Vous saisissez ce que sous-tend
l'expression «se vider de soi - même»? Cela signifie : «être rempli» par la
Grâce divine, par l'énergie de Dieu; l'Esprit qui couvre de son ombre, cela
s'opère maintenant aussi en nous. La Divinité se penche sur nous. Nous faisons
l'expérience de la kenôse de la Divinité et de la communion à l'énergie divine.
Par conséquent, dans tout notre
être nous accueillons l'émission de la lumière, le rayonnement de l'énergie
divine. C'est désormais notre propre divinisation. C'est notre union
personnelle, une conséquence de l'inclination de Dieu.
Comment allons-nous vivre cela?
Comme une extase.
Qu'avons-nous dit? Que notre vie
devient un transfert vers Dieu. Nous sommes trans-portés. Puisque nous sommes
transportés, nous sommes donc sur-pris. Nous vivons une sortie hors de notre
nature, qui est tout d'abord un acte de la puissance divine. Cela ne veut pas
dire que nous ayons perdu l'esprit. Ce n'est pas un phénomène pathologique.
C'est surnaturel.
Nous faisons ici l'expérience de
l'action de la puissance divine; la main de Dieu opère, c'est elle qui agit.
Nous devenons un homme mû par la puissance divine, notre extase ne peut donc
être pathologique, c'est un événement, une expérience vécue de la vision de
Dieu.
Nous avons en face de nous une
véritable vision divine:
moi et Dieu. Nous sommes frappés
de stupeur, nous voyons Dieu. Mais puisque c'est une extase, non pathologique
mais un phénomène théurgique, c'est donc un miracle. Ce n'en est pas moins,
dans la tension de cet événement, une perte de nos sens, une perte de notre
puissance de désir. Notre âme n'est plus une flèche que l'on s'apprête à
lancer, mais une flèche qui est lancée.
Vous souvenez-vous par quoi nous
avons commencé notre entretien? L'âme n'était qu'un objet vulgairement jeté
dans ce monde. Désormais c'est l'âme en tant qu'esprit - c'est sa dimension
spirituelle et non sa puissance psychique qui est concernée -, c'est notre
esprit qui devient une flèche, notre esprit est une flèche lancée, il est sorti
pour être transféré là où Dieu se trouve.
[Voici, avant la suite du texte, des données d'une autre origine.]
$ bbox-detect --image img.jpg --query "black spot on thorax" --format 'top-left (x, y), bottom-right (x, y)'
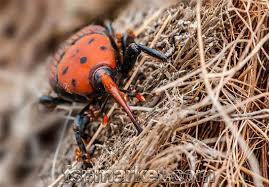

A présent nous vivons cette
expérience de la connaissance de Dieu comme une extase et un
élan vers Dieu, comme quelque chose qui se passe en dehors de nous. Dans le
corps? hors du corps? Nous nous interrogeons: «Qu'est-ce qui m'arrive? Je ne le
comprends pas.» Est-ce qu'un homme amoureux sait ce qu'il fait? Il s'agit d'une
extase en accord avec l'infinité de Dieu : elle est limitée pour nous, mais
illimitée pour Dieu.
Comment allons-nous
vivre cela? Nous ne disons pas : Comment Dieu fait-il cela? car nous sommes impuissants
devant les actions divines. Nous disons seulement comment, nous, nous
ressentons cet instant, celui où notre âme vit cette expérience, lorsqu'elle
est lancée vers Dieu, quand, éprise de Dieu, elle le vit et le connaît.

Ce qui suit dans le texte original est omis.